Fundamental physics effects of background gas species and pressure on vapor plume structure and spatter entrainment in laser melting

Abstract

First-principles modeling, based on the direct simulation Monte Carlo (DSMC) method, is applied to quantitatively explain the physics of stainless-steel (SS316L) vapor plumes and jets and powder particle entrainment under conditions relevant to laser welding and laser powder bed fusion additive manufacturing. The DSMC is a particle-based gas kinetic simulation approach, with few built-in assumptions, that resolves the Knudsen and diffusion layers in vapor microjets. The simulations are performed for different background gas species (argon, helium, and neon) at background gas pressures from 0.1 to 5 bar and molten pool temperatures from 3250 K to 4000 K. The simulations capture the evolution of the vapor jet structure from unsteady to steady-state vapor flow, the transition from subsonic flow at low surface temperatures to supersonic flow at surface temperatures close to boiling, as well as the effects of the background gas species and pressure. The simulations show that the vapor jet structure, as well as the magnitude and direction of the entrained gas close to the laser spot, greatly affects the process environment, creating particle spatter and denudation around the laser track. High pressure and lighter background gas can decrease the amount of spatter. At high pressure, the evaporation is reduced, which forms a low-velocity subsonic plume. For lighter gas species, the gas-entrainment velocity increases while the jet radius decreases which forces entrained particles to merge with the melt pool. The powder particle simulations reveal that the width of the denudation zone strongly depends on particle diameter and increases at low pressure and lighter background gas.
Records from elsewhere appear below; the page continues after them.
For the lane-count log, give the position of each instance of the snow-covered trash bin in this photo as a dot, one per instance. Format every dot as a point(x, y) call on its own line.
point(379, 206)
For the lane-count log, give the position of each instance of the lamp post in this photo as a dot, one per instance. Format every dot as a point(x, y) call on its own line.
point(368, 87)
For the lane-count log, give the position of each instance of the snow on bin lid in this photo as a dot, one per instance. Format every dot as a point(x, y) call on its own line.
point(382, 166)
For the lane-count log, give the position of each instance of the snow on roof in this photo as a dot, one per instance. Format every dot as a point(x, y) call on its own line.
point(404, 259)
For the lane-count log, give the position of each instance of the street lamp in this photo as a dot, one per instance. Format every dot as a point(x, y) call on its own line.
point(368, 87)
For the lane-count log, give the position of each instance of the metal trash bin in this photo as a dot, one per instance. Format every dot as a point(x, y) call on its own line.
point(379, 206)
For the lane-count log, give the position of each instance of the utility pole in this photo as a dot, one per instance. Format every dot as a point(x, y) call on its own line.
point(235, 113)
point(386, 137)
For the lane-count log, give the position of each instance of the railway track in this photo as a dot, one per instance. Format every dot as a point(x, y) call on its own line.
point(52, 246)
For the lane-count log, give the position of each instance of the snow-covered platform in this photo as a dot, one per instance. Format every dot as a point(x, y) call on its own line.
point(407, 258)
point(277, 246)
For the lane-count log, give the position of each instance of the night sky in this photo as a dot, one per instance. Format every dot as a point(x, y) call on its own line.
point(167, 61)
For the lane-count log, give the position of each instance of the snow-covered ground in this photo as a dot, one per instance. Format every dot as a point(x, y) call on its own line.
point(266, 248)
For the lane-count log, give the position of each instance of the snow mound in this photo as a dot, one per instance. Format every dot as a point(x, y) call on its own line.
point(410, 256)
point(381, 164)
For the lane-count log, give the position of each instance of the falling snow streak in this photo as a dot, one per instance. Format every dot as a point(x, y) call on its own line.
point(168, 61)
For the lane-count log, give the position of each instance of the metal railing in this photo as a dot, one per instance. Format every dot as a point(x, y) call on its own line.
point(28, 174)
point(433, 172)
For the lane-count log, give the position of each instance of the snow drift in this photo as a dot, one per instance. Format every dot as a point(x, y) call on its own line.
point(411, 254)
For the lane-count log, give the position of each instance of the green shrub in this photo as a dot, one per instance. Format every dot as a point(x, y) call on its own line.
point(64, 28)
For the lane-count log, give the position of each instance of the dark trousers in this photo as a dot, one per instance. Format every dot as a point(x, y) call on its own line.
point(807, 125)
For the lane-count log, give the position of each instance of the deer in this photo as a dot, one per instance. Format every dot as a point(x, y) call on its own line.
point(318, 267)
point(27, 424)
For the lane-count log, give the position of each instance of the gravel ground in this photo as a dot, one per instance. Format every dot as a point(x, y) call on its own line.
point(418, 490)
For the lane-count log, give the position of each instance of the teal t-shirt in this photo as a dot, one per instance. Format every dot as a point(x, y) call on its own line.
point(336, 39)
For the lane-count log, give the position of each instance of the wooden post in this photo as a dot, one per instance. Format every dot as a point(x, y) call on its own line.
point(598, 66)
This study emphasizes that the ambient gas species and the pressure in the build chamber should be treated as process parameters that are as important as controlling laser power and scan speed when trying to prevent defects. • Kinetic modeling reveals strong effect of molecular diffusion in AM vapor microjets. • The laser power and surface temperature stronlgy affect the transition from subsonic to supersonic vapor jet. • Ambient gas chamber species and pressure strongly affect the dynamics (gas, powder) near the laser spot. d. • Strong gas flow (helium) does not necessarily create more spatter as these merge with the melt pool and disappear. • The width of the vapor plume is more strongly dependent on the ambient gas pressure than on the laser beam size.